Çocuk beklentisi içindeki çiftlerin en büyük hayal kırıklığı, hiç şüphesiz sağlıklı başlayan bir gebeliğin düşükle sonlanmasıdır. Olağan gebelik kontrollerinde fötusun kalp atışını duyan çiftlerin %15’i, ne yazık ki ilerleyen günlerde bebeklerini kaybetmekte. Gebeliğin daha başında test yapıp da gebe kaldıklarını öğrenen çiftlerin ise neredeyse yarısı daha sonra bu talihsiz sonuçla karşı karşıya kalmakta. Gebeliğin 24. haftasına kadar peşi sıra üç ya da daha fazla düşük yaşanması durumu tekrarlayan gebelik kayıpları olarak tanımlanır.
Yakın zamana kadar düşüklerin sorumlusu kadın olarak görülmekteydi. Bu nedenle de bir yandan yaşam tarzı ve beslenmesi sorumlu tutulurken diğer taraftan üreme sisteminde olabilecek bozukluklar yönünden tetkikler önerilmekte. Buna rağmen gebelik kayıplarının üçte birinde herhangi bir neden bulunamamış ve sebebi de açıklanamadan kalmıştır. Oysa embriyonun gelişmesinde sperm ve yumurtanın katkıları eşittir. Eşit miktarda genetik malzeme birleşerek fötus gelişir. Bu bakımdan, bebeğin anne karnında sağlıklı büyümesinde spermden gelecek sinyaller çok önemlidir.
Geçtiğimiz sene İngiltere’de yapılan bir çalışma, sperm DNA hasarlarının gebelik kayıpları ile yakın ilişkisini ortaya koydu. 217 çift üzerinde yapılan bu araştırmaya göre, ister doğal yolla olsun ister tüp bebekle, şayet erkeğin spermlerinde DNA hasar oranı yüksekse, düşük görülme riski de anlamlı ölçüde artmaktaydı. Bu artış hem ilk kez düşük yapanlar için hem de tekrarlayan gebelik kayıpları için geçerli olarak bildirildi. Aslında başka çalışmalar da bu yönde uyarılarda bulunmakta. Çok sayıda meta-analiz, DNA hasarlarının düşük gelişme olasılığını 2 ya da 3 kez artıracağını göstermekte. DNA hasarının her %10’luk artışı, gebelik şansını 1.3 oranında azaltmakta.
DNA hasarlarının neden gebeliği engellediği bilimsel olarak izah edilebilir.
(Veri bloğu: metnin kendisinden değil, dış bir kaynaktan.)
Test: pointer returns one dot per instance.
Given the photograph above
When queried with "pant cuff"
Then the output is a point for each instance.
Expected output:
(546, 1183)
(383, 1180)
Burada en çok üzerinde durulan konu; oksidatif strestir. Ancak bir diğer önemli husus ise kadının da bu hasarların etkili olmasında oynadığı roldür. Örneğin, kadın yaşı 35’in altında olanlarda yumurta, içine giren spermdeki DNA hasarlarının %40’ını onarmakta. Ancak yaş arttıkça yumurtanın bu tamir edici gücü de azalır. Gerçekten de, sperme ait DNA hasarları yumurta tarafında onarılmaya çalışılır. Ama hasar çok fazlaysa ya da yumurtanın tamir edici mekanizmasında bir bozukluk varsa, hasar olduğu gibi fötusa geçip bebeğin genetik şifresine girecektir. Bebekteki genetik bozukluklar da kadın vücudu tarafından reddedilir ve düşükle sonuçlandırılır. Aslında embriyo gelişiminde spermin etkisi gebeliğin daha ileriki günlerinde devreye girer. Yani başlangıçta döllenme gerçekleşir ve fötus gelişmeye başlar, ama bir süre sonra spermin genetik mekanizması işlemeye başlayarak etkili olur. İşte bu evrede hasarlı genomik yapı fötusun gelişimini bozarak düşüğe neden olmakta. Tüp bebek için de bu geçerli olup, gebelik kaybı yaşayanların DNA hasar oranlarının, tüp bebek ile sağlıklı doğum yapan erkelerdekine göre 2 kat fazla olduğu görülmekte.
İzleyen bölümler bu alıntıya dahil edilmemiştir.